Add a home() function that returns some View. This becomes the stack's root destination and the macro generates a .home enum case from the function name.

AppCoordinator.swift · home
@MainActor @Observable @Scaffoldable
final class AppCoordinator: @MainActor FlowCoordinatable {
    var stack = FlowStack<AppCoordinator>(root: .home)

    func home() -> some View { Text("Home") }
}

Add a detail(title:) function with a parameter — the macro generates a .detail(title:) enum case with a matching associated value.

AppCoordinator.swift · detail
@MainActor @Observable @Scaffoldable
final class AppCoordinator: @MainActor FlowCoordinatable {
    var stack = FlowStack<AppCoordinator>(root: .home)

    func home()              -> some View { Text("Home") }
    func detail(title: String) -> some View { Text(title) }
}

Add settings() to round out the routes. You now have three: .home, .detail(title:), and .settings — generated automatically.

AppCoordinator.swift · settings
@MainActor @Observable @Scaffoldable
final class AppCoordinator: @MainActor FlowCoordinatable {
    var stack = FlowStack<AppCoordinator>(root: .home)

    func home()                -> some View { Text("Home") }
    func detail(title: String) -> some View { Text(title) }
    func settings()            -> some View { Text("Settings") }
}

03 Build the views

Each screen is a regular SwiftUI view that resolves its coordinator via @Environment — Scaffolding injects every coordinator in the hierarchy automatically.

HomeView.swift
import SwiftUI
import Scaffolding

struct HomeView: View {
    @Environment(AppCoordinator.self) private var coordinator

    var body: some View {
        Text("Hello, \(String(describing: coordinator))")
    }
}
DetailView.swift
struct DetailView: View {
    let title: String
    var body: some View { Text(title).font(.title) }
}
SettingsView.swift
struct SettingsView: View {
    @Environment(AppCoordinator.self) private var coordinator

    var body: some View {
        Form {
            Button("Done") {
                coordinator.pop()
            }
        }
        .navigationTitle("Settings")
    }
}

SettingsView calls coordinator.pop() to dismiss itself — modals share the same FlowStack.destinations array as pushes, so popping the topmost destination removes the sheet.

05 Present a sheet

Replace the placeholder views with the real ones, then add a toolbar button to HomeView that presents settings as a sheet. Use present(_:as:)route(to:) is push-only.

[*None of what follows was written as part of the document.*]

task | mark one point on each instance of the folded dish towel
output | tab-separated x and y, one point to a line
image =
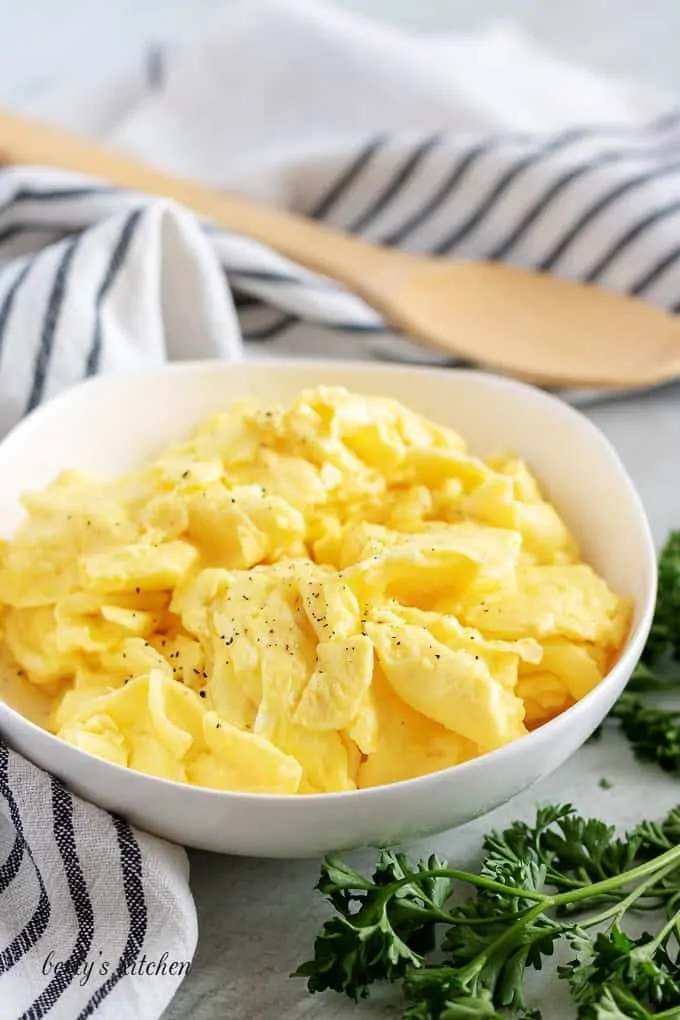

AppCoordinator.swift · final
@MainActor @Observable @Scaffoldable
final class AppCoordinator: @MainActor FlowCoordinatable {
    var stack = FlowStack<AppCoordinator>(root: .home)

    func home()                -> some View { HomeView() }
    func detail(title: String) -> some View { DetailView(title: title) }
    func settings()            -> some View {
        NavigationStack { SettingsView() }
    }
}
HomeView.swift · sheet
struct HomeView: View {
    @Environment(AppCoordinator.self) private var coordinator
    let items = ["Mercury", "Venus", "Earth", "Mars"]

    var body: some View {
        List(items, id: \.self) { item in
            Button {
                coordinator.route(to: .detail(title: item))
            } label: { Label(item, systemImage: "globe") }
        }
        .navigationTitle("Planets")
        .toolbar {
            ToolbarItem(placement: .navigationBarTrailing) {
                Button {
                    coordinator.present(.settings, as: .sheet)
                } label: {
                    Image(systemName: "gear")
                }
            }
        }
    }
}

Pass .fullScreenCover in place of .sheet for a full-screen modal. Both live in the same FlowStack.destinations array as the pushed destinations.

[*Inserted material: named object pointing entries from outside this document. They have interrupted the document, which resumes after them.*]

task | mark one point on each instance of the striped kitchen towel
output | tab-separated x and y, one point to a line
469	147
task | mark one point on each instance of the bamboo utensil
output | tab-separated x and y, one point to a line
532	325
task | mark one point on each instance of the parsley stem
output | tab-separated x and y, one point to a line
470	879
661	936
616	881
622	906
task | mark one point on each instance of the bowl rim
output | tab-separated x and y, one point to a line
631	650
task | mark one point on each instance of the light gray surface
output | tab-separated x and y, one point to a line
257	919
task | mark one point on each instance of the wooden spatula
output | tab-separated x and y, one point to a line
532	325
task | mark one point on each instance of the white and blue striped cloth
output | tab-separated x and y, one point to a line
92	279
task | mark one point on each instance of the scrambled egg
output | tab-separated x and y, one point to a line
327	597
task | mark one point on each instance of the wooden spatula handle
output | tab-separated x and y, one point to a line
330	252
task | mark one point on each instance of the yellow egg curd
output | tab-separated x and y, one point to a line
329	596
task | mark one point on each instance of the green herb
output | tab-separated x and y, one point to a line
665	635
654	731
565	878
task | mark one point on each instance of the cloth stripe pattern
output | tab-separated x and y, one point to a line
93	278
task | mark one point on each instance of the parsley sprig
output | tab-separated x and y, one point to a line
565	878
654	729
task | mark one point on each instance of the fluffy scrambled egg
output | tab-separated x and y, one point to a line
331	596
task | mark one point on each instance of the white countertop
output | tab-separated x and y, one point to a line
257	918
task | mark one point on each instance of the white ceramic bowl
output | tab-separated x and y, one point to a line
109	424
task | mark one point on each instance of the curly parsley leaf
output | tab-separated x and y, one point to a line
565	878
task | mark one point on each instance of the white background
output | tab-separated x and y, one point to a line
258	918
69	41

With everything wired, this is what the user gets — push a planet, tap the gear for settings, dismiss to come back:

06 Wire up the app

Connect the coordinator to your app entry point. Read the coordinator.view property inside WindowGroup — it's a computed property (no parentheses) that renders the entire navigation hierarchy as a SwiftUI view.

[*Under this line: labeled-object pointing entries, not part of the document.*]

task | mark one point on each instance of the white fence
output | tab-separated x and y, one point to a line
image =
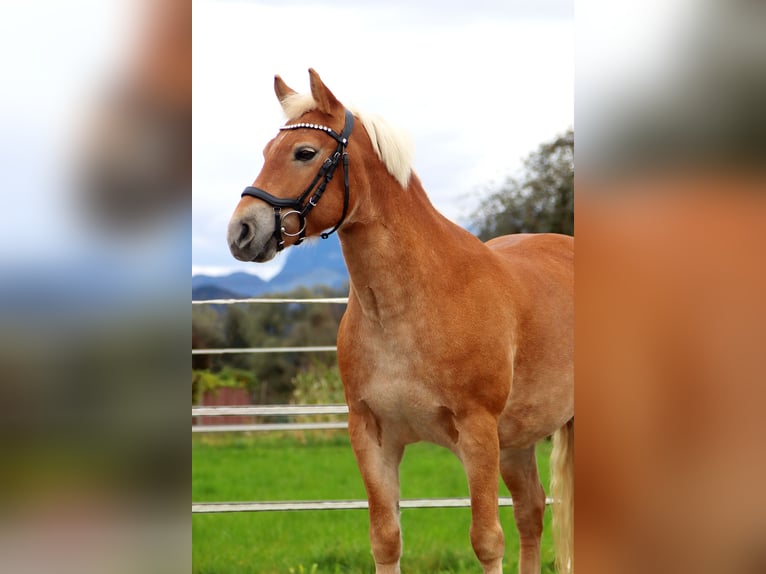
293	411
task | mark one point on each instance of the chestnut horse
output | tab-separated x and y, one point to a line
445	339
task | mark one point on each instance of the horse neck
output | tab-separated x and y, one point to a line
399	249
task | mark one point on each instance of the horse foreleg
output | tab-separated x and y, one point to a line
478	449
519	470
378	463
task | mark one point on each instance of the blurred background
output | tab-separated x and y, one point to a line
671	229
95	112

ScaffoldingDemoApp.swift · final
import SwiftUI

@main
struct ScaffoldingDemoApp: App {
    @State private var coordinator = AppCoordinator()

    var body: some Scene {
        WindowGroup {
            coordinator.view
        }
    }
}

Build and run. You'll see a list of planets — tap one to push the detail screen, tap the gear to present settings as a sheet, tap Done to dismiss it.